About this item
The stunning and provocative coming-of-age memoir about Sarah Valentine's childhood as a white girl in the suburbs of Pittsburgh, and her discovery that her father was a black man. At the age of 27, Sarah Valentine discovered that she was not, in fact, the white girl she had always believed herself to be. She learned the truth of her paternity: that her father was a black man. And she learned the truth about her own identity: mixed race.And so Sarah began the difficult and absorbing journey of changing her identity from white to black. In this memoir, Sarah details the story of the discovery of her identity, how she overcame depression to come to terms with this identity, and, perhaps most importantly, asks: why? Her entire family and community had conspired to maintain her white identity. The supreme discomfort her white family and community felt about addressing issues of race-her race-is a microcosm of race relationships in America.A black woman who lived her formative years identifying as white, Sarah's story is a kind of Rachel Dolezal in reverse, though her "passing" was less intentional than conspiracy.
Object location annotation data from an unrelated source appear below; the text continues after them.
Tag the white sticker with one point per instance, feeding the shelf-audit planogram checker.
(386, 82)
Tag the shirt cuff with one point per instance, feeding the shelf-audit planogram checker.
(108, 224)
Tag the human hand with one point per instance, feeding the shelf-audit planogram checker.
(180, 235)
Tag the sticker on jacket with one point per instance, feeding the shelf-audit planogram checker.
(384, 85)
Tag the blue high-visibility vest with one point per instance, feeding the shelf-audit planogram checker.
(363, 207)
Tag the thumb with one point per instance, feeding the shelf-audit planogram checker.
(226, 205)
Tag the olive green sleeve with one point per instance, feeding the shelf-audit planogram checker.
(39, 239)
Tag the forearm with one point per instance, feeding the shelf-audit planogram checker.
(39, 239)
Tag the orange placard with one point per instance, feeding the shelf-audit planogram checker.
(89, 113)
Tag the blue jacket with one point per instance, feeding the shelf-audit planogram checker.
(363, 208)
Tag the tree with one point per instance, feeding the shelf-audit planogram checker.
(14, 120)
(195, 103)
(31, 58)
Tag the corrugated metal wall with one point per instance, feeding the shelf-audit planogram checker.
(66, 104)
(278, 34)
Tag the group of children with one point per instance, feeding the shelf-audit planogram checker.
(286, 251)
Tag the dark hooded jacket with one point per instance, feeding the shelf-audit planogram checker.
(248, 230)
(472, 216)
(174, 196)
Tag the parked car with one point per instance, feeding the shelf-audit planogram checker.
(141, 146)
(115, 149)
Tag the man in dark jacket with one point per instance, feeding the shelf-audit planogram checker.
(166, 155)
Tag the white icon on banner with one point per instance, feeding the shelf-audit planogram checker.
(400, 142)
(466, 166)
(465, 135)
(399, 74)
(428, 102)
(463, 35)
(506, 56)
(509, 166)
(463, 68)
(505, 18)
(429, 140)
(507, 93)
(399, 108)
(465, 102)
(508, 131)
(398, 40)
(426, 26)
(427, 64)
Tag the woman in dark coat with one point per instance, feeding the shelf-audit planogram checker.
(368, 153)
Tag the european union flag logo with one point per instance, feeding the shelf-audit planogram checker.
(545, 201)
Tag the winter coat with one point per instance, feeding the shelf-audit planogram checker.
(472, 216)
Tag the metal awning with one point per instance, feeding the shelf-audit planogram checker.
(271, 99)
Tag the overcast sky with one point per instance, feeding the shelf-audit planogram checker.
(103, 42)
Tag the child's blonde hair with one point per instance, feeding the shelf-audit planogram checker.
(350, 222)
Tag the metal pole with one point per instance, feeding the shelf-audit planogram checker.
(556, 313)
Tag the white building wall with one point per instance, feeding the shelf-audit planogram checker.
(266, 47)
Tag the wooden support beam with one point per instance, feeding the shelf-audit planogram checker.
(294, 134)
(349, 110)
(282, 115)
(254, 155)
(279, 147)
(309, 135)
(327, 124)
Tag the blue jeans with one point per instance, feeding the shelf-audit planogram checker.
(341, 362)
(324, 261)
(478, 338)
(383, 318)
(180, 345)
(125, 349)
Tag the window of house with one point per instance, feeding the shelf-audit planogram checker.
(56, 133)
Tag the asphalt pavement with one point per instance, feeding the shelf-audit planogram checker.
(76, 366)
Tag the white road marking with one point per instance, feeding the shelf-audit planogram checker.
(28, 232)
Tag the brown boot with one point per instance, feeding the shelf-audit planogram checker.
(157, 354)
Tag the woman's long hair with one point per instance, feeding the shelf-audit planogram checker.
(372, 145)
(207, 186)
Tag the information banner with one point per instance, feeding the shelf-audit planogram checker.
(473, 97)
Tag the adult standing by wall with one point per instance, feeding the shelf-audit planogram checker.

This memoir is an examination of the cost of being black in America, and how one woman threw off the racial identity she'd grown up with, in order to embrace a new one.
About the Author
Sarah Valentine
Sarah Valentine always wanted to be a writer. She began writing poetry in high school in Western Pennsylvania, where she also discovered Russian literature. She continued writing and translating poetry while her studies in Russian literature took her all over the world, including on a spectacular two-week journey on the Trans-Siberian railroad from Moscow to Beijing.After obtaining her Ph.D. in 2007 she attended a Callaloo summer writing workshop for African American writers and realized she needed to write about something much closer to home: her struggle with racial identity and the troubling family secrets that surrounded it. This led to her award-winning essay, "When I Was White," which was anthologized in Waveform: 21st-Century Essays by Women, and her memoir by the same title. Sarah has received numerous awards for her writing and scholarship, most notably a prestigious Lannan Foundation Writer's Fellowship in 2013. She has taught literature and creative writing at Princeton, University of California-Los Angeles, University of California-Riverside, and Northwestern University.Sarah enjoys writing about topics related to black and mixed-race identity, especially in various historical settings. She loves murder mysteries, ghost stories, fairytales, folklore, and myth (and of course, Russian literature) - anything that gives us a glimpse into another world. Sarah is endlessly curious, loves to travel, and believes the world is full of surprising, wonderful things to be discovered.